- Original Brazilian release poster
- Directed by: Rogério Sganzerla
- Written by: Rogério Sganzerla
- Produced by: José da Costa Cordeiro José Alberto Reis Rogério Sganzerla
- Starring: Paulo Villaça Helena Ignez Luiz Linhares
- Narrated by: Hélio Aguiar
- Cinematography: Peter Overbeck
- Edited by: Silvio Renoldi
- Music by: Rogério Sganzerla
- Production company: Urano Filmes
- Distributed by: Sagres Filmes (VHS release)
- Release date: 2 December 1968 (São Paulo);
- Running time: 92 minutes
- Country: Brazil
- Language: Portuguese

= The Red Light Bandit =

The Red Light Bandit (O Bandido da Luz Vermelha) is a 1968 Brazilian crime film directed by Rogério Sganzerla, inspired by the crimes of the famous real-life robber João Acácio Pereira da Costa, nicknamed the "Red Light Bandit" (Bandido da Luz Vermelha). The film is regarded as a classic work of Cinema Marginal, the Brazilian underground filmmaking movement of the 1960s. Sganzerla was about 22 years old when he directed it.

Sganzerla called the film a Third World western.

==Plot==

Born and raised in the Brazilian slums, Jorge is a burglar of luxury houses in São Paulo. He baffles the police with his unusual modus operandi, and is nicknamed is "The Red Light Bandit" by the sensationalist press. Wearing a red flashlight he breaks into houses at night, rapes his female victims and has long irreverent conversations with them, makes daring escapes, and then spends the profits of his crimes extravagantly in the decadent Boca do Lixo district.

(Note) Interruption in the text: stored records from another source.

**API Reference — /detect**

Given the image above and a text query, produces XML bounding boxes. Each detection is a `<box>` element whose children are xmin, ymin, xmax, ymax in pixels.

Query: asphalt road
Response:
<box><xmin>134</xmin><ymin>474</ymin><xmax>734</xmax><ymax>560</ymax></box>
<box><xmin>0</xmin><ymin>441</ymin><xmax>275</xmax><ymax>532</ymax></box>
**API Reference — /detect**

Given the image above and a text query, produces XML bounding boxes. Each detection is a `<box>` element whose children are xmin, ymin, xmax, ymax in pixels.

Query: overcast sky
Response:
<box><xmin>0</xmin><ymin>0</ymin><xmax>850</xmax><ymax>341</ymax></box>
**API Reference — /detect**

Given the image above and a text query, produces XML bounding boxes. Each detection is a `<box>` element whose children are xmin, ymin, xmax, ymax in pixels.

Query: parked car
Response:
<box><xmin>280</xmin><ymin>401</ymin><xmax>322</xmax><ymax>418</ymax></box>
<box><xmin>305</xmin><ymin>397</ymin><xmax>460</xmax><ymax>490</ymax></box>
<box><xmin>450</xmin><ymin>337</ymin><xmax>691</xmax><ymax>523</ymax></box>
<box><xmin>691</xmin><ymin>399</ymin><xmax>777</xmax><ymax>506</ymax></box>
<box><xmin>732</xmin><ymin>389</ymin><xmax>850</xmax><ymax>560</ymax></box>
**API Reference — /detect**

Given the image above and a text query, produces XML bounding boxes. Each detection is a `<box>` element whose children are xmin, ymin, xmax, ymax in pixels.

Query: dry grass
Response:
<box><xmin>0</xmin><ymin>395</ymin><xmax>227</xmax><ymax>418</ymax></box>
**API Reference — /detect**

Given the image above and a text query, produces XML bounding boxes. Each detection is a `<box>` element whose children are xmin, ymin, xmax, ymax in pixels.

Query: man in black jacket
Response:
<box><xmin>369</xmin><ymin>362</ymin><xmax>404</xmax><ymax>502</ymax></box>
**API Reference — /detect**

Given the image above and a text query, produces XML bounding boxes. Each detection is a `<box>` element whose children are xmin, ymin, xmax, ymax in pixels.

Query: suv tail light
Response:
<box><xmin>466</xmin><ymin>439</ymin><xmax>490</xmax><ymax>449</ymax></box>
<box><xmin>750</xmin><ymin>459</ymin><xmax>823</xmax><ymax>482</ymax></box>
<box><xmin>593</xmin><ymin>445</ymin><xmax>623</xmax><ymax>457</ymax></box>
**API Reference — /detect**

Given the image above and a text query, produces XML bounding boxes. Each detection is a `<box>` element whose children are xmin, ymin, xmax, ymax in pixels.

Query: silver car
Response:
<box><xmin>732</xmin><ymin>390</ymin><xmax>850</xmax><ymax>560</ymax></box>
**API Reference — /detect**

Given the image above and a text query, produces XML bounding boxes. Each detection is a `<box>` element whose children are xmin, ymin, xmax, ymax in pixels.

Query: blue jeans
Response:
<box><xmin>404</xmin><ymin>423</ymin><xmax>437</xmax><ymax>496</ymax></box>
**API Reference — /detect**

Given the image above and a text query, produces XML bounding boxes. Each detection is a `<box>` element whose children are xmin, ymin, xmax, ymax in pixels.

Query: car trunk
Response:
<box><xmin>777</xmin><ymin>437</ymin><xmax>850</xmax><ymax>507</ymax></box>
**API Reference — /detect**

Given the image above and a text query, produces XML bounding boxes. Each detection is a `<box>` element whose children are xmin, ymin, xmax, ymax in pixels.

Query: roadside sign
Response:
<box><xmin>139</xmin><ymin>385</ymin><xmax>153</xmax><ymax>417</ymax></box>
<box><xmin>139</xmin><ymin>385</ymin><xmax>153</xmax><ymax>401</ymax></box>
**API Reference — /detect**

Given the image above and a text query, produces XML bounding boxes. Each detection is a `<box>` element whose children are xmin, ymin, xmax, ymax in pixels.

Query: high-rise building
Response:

His criminal exploits are shown in a fragmented manner, voiced over by two narrators in the style of a sensationalistic radio program.

He has an affair with Janete Jane, he meets with other burglars and a corrupt politician, and gets betrayed. Pursued and cornered, he has only one way out of his career of crime: suicide.

== Cast ==

- Paulo Villaça as Jorge, the Red Light Bandit
- Helena Ignez as Janete Jane
- Luiz Linhares as police officer Cabeção
- Pagano Sobrinho as J.B. da Silva
- Roberto Luna as Lucho Gatica
- José Marinho as Tarzan
- Ezequiel Neves as Reporter
- Sérgio Mamberti as Homosexual
- Renato Consorte as TV host
- Sérgio Hingst as Millionaire
- Lola Brah as Rich Woman
- Antonio Lima as Gangster
- Ozualdo Candeias as Criminal
- Maurice Capovilla as Gangster
- Carlos Reichenbach as Gangster
- Sônia Braga as Victim

==Reception==
Film critic Ismail Xavier stated that the film treats the criminal's social milieu with irony, making use of collage, intertextuality and pastiche, in contrast with Cinema Novos naturalistic filmmaking.

In 2015, The Red Light Bandit was chosen by Abraccine, the Brazilian Association of Film Critics, as the sixth best Brazilian film of all time. It was listed by Jeanne O Santos, from Cinema em Cena (Cinema Scene), as a "national classic".

===Awards and nominations===
1968 Festival de Brasília (Brazil)
- Best Costume
- Best Director
- Best Editing
- Best Film

==Sequel==
A sequel directed by Ícaro Martins and Helena Ignez, widow of Sganzerla, was released in 2010: Luz nas Trevas - A Volta do Bandido da Luz Vermelha.